XCOR Aerospace rases $14 million to complete Lynx development

Lynx suborbital vehicle (credit: XCOR Aerospace)

A $14-million funding round announced this week will give XCOR Aerospace the financial runway it needs to bring the Lynx suborbital spaceplane to market. (credit: XCOR Aerospace)

XCOR Aerospace announced Tuesday that it has raised a “Series B” funding round of $14.2 million, led by one of its partners. Space Expedition Corporation (SXC) is taking an undisclosed stake in XCOR, enough to warrant two of its officers, Michiel Mol and Mark Hoogendoorn, to join XCOR’s current five-member board of directors. Several other existing and new investors joined in the round, including Esther Dyson and Pete Ricketts, and the company is in discussions with “a few more potential investors” who may join this summer. (An SEC filing by XCOR earlier this year indicated that the company was seeking to raise as much as $20 million.)

SXC, originally known as Space Experience Curaçao, is one of XCOR’s major customers, selling seats on future flights by XCOR’s Lynx suborbital spaceplane. SXC plans to “wet lease” Lynx vehicles from XCOR for operations from the Caribbean island of Curaçao. SXC is based in the Netherlands, and as such the investment was reviewed by the Committee on Foreign Investment in the United States (CFIUS), an office of the Treasury Department that vets foreign investments in some industries. XCOR said in the statement announcing the investment that CFIUS had cleared the investment.

The investment, according to the release, will fund XCOR’s work on Lynx to bring the suborbital spaceplane to market.
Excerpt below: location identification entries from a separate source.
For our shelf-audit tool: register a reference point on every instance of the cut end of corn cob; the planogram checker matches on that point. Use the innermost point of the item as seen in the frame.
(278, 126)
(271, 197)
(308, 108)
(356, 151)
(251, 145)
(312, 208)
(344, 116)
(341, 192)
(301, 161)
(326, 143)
The prototype Lynx Mark I is being assembled at XCOR’s Mojave facility, and company officials said earlier this month that they expect tests of that prototype to begin later this year. “This investment will allow us to accelerate and run in parallel several final developments in the critical path to first flight,” XCOR CEO Jeff Greason said in the announcement.

Once the test flight program starts for the Lynx, it will be at least a year before commercial flights will begin. In a presentation at the National Space Society’s International Space Development Conference (ISDC) in Los Angeles earlier this month, XCOR test pilot and former astronaut Rick Searfoss said he anticipated a test flight program of 12 to 18 months, depending on the progress the company makes on the incremental series of test flights.

XCOR is also getting ready to move its operations from Mojave Air and Space Port in California to Midland International Airport in Texas. Officials there said earlier this month that they’re making progress on getting a spaceport license from the FAA’s Office of Commercial Space Transportation, and expect to get approval by September 15. Work is also underway there to remodel a hangar that XCOR will use.